Officials are concerned about wind driving water north up Narragansett Bay, which could create flooding in low-lying areas of the upper bay, including Providence, Warwick and Cranston. Power outages: 110,000.

TENNESSEE

Snow is expected in higher elevations, where a freeze warning has been issued. High winds are expected in many areas.

VERMONT

Gov. Peter Shumlin declared a state of emergency to provide access to National Guard troops in a state still recovering from the devastating effects of the remnants of Hurricane Irene. Culverts and storm drainage basins in some spots have been cleared of debris. Power outages: 14,470.

VIRGINIA

Thousands in Virginia are without power as former Hurricane Sandy began moving away from the state. There are about 100,000 people without electricity in northern Virginia. Utilities have brought in additional crews to assist with restoration efforts. Power outages: 123,460.

WASHINGTON, D.C.

Taxis that originate in Washington are authorized to add an emergency flat rate of $15 per trip because of Hurricane Sandy, starting Monday. The price is supposed to expire at noon Tuesday, but can be extended if considered necessary. The capital area's transit system shut down rail service for the first time since 2003. Power outages: 5,500.

WEST VIRGINIA

Officials said a woman was killed in a storm-related traffic accident. A spokeswoman for Gov. Earl Ray Tomblin said about 5 inches of snow had fallen in the area of Tucker County where the crash occurred, making road conditions treacherous.
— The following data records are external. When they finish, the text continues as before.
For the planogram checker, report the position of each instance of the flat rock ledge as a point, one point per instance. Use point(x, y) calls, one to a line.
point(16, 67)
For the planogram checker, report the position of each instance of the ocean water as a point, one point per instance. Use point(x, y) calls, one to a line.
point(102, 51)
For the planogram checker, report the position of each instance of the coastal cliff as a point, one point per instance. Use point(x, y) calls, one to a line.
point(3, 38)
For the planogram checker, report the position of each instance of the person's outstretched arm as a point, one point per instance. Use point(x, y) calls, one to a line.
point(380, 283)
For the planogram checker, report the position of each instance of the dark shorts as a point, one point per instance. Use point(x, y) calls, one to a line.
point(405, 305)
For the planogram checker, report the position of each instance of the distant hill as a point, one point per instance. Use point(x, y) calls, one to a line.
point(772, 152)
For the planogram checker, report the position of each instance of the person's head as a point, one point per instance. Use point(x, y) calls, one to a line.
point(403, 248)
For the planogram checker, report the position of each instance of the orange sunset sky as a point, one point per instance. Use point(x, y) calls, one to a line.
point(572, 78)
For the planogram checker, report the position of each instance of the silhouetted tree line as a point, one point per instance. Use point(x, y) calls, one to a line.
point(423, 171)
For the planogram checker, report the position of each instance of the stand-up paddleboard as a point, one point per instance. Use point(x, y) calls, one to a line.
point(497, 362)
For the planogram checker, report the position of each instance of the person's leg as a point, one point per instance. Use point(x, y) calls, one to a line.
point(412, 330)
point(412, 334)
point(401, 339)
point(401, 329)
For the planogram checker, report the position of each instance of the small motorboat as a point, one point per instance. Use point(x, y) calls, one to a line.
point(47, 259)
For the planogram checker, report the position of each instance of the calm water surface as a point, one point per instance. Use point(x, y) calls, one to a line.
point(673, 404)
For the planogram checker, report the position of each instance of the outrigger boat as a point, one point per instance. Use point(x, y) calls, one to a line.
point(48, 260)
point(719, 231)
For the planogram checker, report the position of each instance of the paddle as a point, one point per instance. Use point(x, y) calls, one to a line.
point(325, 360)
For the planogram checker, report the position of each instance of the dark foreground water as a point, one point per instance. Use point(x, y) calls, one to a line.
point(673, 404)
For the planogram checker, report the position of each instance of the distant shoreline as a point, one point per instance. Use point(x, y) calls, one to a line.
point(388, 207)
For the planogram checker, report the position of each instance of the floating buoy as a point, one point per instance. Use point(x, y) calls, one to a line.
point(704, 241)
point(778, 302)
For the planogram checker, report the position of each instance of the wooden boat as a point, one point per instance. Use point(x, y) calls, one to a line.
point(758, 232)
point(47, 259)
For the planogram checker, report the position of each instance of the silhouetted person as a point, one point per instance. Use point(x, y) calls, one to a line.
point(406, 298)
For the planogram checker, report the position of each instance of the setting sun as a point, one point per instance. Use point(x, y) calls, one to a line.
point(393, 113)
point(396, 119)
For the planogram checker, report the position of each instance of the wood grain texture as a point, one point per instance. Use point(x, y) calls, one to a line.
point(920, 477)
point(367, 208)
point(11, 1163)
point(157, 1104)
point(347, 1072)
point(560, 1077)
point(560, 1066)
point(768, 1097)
Tomblin declared a state of emergency for the state on Monday. West Virginia Division of Homeland Security and Emergency Management Director Jimmy Gianato said conditions are expected to be at their worst overnight and early Tuesday before the storm moves on. Power outages: 49,000.

WISCONSIN

The Village of Pleasant Prairie along Lake Michigan near the Illinois border has advised residents in about 265 homes to voluntarily evacuate Tuesday morning because of the possibility of dangerously high waves and flooding. Lori Getter of the Wisconsin Division of Emergency Management said waves of 14-18 feet are forecast for Lake Michigan.